添加numpy數組元素/切片具有相同的bin分配

我有一些數組A，並且數組的相應元素包含每行的bin分配。我想構建一個陣列S，這樣添加numpy數組元素/切片具有相同的bin分配

S[0, :] = (A[(bins == 0), :]).sum(axis=0)

這是相當容易做到np.stack和列表理解，但似乎過於複雜，不是非常可讀。

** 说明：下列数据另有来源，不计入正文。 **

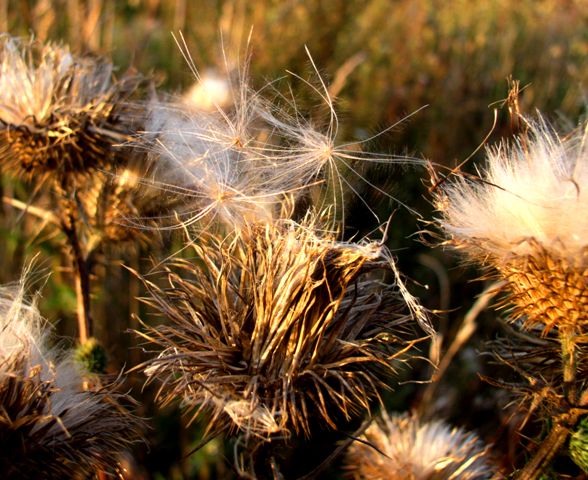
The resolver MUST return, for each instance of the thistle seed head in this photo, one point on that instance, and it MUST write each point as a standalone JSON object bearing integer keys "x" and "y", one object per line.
{"x": 401, "y": 447}
{"x": 276, "y": 330}
{"x": 60, "y": 114}
{"x": 525, "y": 219}
{"x": 49, "y": 426}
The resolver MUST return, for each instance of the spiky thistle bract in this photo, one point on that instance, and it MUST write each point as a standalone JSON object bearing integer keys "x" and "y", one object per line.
{"x": 50, "y": 427}
{"x": 525, "y": 218}
{"x": 277, "y": 329}
{"x": 404, "y": 447}
{"x": 60, "y": 114}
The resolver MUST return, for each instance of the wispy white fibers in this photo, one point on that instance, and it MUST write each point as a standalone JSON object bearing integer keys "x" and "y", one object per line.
{"x": 534, "y": 190}
{"x": 239, "y": 163}
{"x": 401, "y": 446}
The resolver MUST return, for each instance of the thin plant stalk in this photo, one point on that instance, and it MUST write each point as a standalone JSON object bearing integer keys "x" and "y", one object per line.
{"x": 81, "y": 272}
{"x": 551, "y": 445}
{"x": 80, "y": 265}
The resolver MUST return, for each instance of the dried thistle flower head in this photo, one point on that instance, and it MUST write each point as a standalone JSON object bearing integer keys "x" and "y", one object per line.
{"x": 49, "y": 426}
{"x": 402, "y": 447}
{"x": 526, "y": 218}
{"x": 276, "y": 330}
{"x": 60, "y": 114}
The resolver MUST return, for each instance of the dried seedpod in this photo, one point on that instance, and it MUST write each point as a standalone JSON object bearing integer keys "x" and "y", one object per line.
{"x": 61, "y": 115}
{"x": 276, "y": 330}
{"x": 402, "y": 446}
{"x": 524, "y": 220}
{"x": 50, "y": 427}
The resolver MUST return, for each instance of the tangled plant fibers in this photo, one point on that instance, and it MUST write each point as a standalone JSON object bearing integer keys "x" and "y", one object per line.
{"x": 49, "y": 426}
{"x": 401, "y": 447}
{"x": 274, "y": 329}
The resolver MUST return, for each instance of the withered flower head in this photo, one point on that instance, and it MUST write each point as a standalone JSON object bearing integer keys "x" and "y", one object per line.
{"x": 60, "y": 114}
{"x": 49, "y": 426}
{"x": 527, "y": 218}
{"x": 276, "y": 330}
{"x": 402, "y": 447}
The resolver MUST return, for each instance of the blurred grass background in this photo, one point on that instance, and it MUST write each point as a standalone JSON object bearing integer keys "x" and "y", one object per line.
{"x": 384, "y": 60}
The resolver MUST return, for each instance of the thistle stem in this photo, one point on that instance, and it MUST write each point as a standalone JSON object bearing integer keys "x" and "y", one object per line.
{"x": 80, "y": 263}
{"x": 562, "y": 423}
{"x": 82, "y": 283}
{"x": 550, "y": 446}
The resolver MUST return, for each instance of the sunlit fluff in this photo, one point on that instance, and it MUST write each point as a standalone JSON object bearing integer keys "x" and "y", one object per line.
{"x": 532, "y": 192}
{"x": 60, "y": 113}
{"x": 526, "y": 219}
{"x": 277, "y": 330}
{"x": 49, "y": 426}
{"x": 402, "y": 447}
{"x": 239, "y": 162}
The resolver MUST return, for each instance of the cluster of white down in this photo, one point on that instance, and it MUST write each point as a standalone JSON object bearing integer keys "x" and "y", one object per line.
{"x": 411, "y": 448}
{"x": 532, "y": 192}
{"x": 239, "y": 158}
{"x": 36, "y": 79}
{"x": 24, "y": 335}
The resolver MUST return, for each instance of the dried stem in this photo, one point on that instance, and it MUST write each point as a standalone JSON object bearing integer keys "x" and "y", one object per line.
{"x": 79, "y": 260}
{"x": 550, "y": 446}
{"x": 81, "y": 273}
{"x": 567, "y": 339}
{"x": 564, "y": 422}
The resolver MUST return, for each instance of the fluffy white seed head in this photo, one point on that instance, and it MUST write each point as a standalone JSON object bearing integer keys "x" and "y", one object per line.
{"x": 50, "y": 425}
{"x": 532, "y": 192}
{"x": 416, "y": 450}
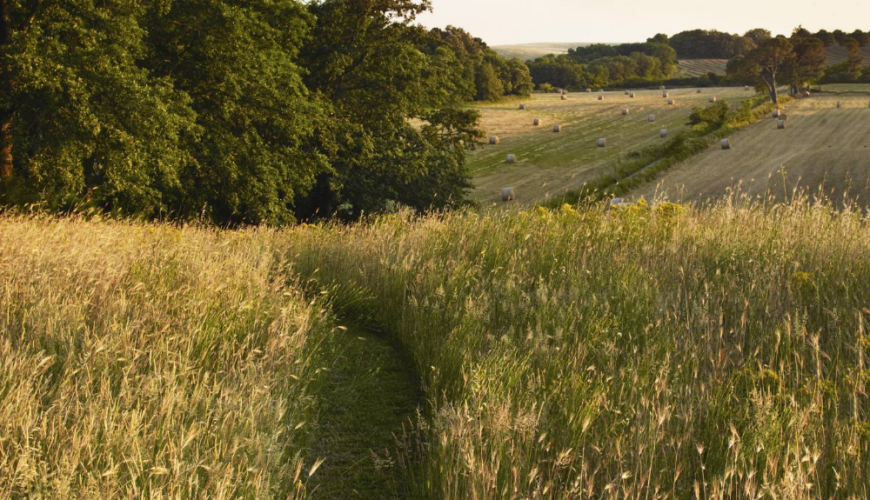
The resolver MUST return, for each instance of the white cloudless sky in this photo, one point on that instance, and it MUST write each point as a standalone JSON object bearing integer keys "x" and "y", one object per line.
{"x": 500, "y": 22}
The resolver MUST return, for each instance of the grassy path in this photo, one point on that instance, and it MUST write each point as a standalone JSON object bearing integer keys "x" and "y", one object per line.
{"x": 369, "y": 394}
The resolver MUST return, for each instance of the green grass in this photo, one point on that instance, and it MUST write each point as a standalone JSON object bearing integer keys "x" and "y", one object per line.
{"x": 646, "y": 352}
{"x": 365, "y": 401}
{"x": 642, "y": 352}
{"x": 147, "y": 361}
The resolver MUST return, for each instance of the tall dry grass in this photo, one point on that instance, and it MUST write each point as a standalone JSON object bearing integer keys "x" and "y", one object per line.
{"x": 645, "y": 353}
{"x": 141, "y": 361}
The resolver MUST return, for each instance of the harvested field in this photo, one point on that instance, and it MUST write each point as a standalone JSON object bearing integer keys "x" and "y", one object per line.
{"x": 822, "y": 145}
{"x": 551, "y": 164}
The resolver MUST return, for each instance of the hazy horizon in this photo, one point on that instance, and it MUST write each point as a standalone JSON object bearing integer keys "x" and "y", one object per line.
{"x": 510, "y": 22}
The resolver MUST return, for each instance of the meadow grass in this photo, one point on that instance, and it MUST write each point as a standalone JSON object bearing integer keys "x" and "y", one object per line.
{"x": 645, "y": 353}
{"x": 146, "y": 361}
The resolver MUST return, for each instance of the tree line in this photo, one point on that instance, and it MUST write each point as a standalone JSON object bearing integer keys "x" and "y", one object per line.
{"x": 601, "y": 65}
{"x": 239, "y": 111}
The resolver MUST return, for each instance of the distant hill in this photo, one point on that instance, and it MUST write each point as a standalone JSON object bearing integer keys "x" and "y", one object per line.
{"x": 529, "y": 51}
{"x": 700, "y": 67}
{"x": 688, "y": 67}
{"x": 837, "y": 54}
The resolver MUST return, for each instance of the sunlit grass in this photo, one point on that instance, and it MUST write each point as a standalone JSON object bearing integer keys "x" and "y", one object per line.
{"x": 141, "y": 361}
{"x": 646, "y": 352}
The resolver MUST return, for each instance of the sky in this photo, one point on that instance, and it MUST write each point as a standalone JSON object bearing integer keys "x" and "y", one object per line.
{"x": 500, "y": 22}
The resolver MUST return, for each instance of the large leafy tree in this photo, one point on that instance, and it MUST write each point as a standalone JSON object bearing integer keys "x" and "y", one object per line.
{"x": 82, "y": 121}
{"x": 393, "y": 135}
{"x": 237, "y": 62}
{"x": 764, "y": 65}
{"x": 809, "y": 62}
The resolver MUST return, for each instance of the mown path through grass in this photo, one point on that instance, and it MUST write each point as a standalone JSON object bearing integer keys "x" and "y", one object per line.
{"x": 369, "y": 394}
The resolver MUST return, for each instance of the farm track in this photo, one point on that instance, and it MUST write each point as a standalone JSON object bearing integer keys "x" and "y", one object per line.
{"x": 370, "y": 394}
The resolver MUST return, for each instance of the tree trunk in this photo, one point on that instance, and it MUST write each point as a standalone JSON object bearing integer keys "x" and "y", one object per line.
{"x": 5, "y": 114}
{"x": 6, "y": 148}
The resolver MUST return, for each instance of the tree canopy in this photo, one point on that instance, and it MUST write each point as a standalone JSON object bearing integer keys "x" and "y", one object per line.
{"x": 239, "y": 112}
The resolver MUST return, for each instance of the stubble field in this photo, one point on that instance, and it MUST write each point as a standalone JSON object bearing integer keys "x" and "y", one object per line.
{"x": 550, "y": 164}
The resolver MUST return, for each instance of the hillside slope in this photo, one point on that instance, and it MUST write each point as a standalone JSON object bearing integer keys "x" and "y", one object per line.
{"x": 820, "y": 145}
{"x": 529, "y": 51}
{"x": 550, "y": 164}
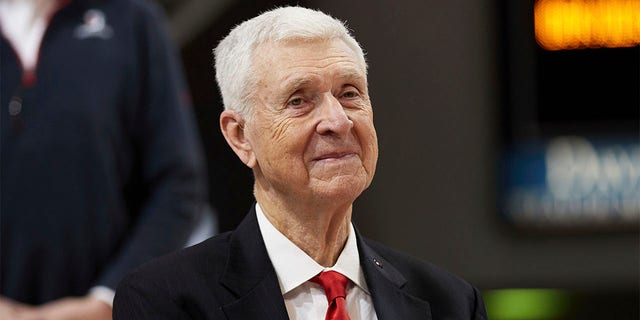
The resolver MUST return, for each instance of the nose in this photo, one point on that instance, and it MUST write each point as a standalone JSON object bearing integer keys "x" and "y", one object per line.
{"x": 334, "y": 119}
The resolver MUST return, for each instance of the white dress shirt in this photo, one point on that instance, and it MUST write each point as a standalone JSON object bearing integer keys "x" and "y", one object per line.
{"x": 307, "y": 300}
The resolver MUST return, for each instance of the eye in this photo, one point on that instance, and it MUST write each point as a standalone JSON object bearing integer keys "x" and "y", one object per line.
{"x": 295, "y": 102}
{"x": 350, "y": 94}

是否有一種更一般的方法來加總（或者甚至應用一些通用函數）帶有分配分配的數組切片？ scipy.stats.binned_statistic沿着正確的線條，但要求用於計算函數的bin賦值和值是相同的形狀（因爲我正在使用切片，情況並非如此）。

例如，如果

A = np.array([[1., 2., 3., 4.], 
       [2., 3., 4., 5.], 
       [9., 8., 7., 6.], 
       [8., 7., 6., 5.]])

和

bins = np.array([0, 1, 0, 2])

那麼就應該引起

S = np.array([[10., 10., 10., 10.], 
       [2., 3., 4., 5. ], 
       [8., 7., 6., 5. ]])

來源

2017-04-11 DathosPachy

下面是使用np.dotmatrix-multiplication的方法 -

(bins == np.arange(bins.max()+1)[:,None]).dot(A)

採樣運行 -

In [40]: A = np.array([[1., 2., 3., 4.], 
    ...:    [2., 3., 4., 5.], 
    ...:    [9., 8., 7., 6.], 
    ...:    [8., 7., 6., 5.]]) 

In [41]: bins = np.array([0, 1, 0, 2]) 

In [42]: (bins == np.arange(bins.max()+1)[:,None]).dot(A) 
Out[42]: 
array([[ 10., 10., 10., 10.], 
     [ 2., 3., 4., 5.], 
     [ 8., 7., 6., 5.]])

性能提升

一種更有效的方式來創建蒙(bins == np.arange(bins.max()+1)[:,None])，會像這樣 -

mask = np.zeros((bins.max()+1, len(bins)), dtype=bool) 
mask[bins, np.arange(len(bins))] = 1

來源

2017-04-11 17:21:12 Divakar

這比@ Psidom的解決方案快大約30％，所以接受這一點。這對我來說稍微直截了當，但都起作用。 – DathosPachy

您可以使用np.add.reduceat：

import numpy as np 
# index to sort the bins 
sort_index = bins.argsort() 

# indices where the array needs to be split at 
indices = np.concatenate(([0], np.where(np.diff(bins[sort_index]))[0] + 1)) 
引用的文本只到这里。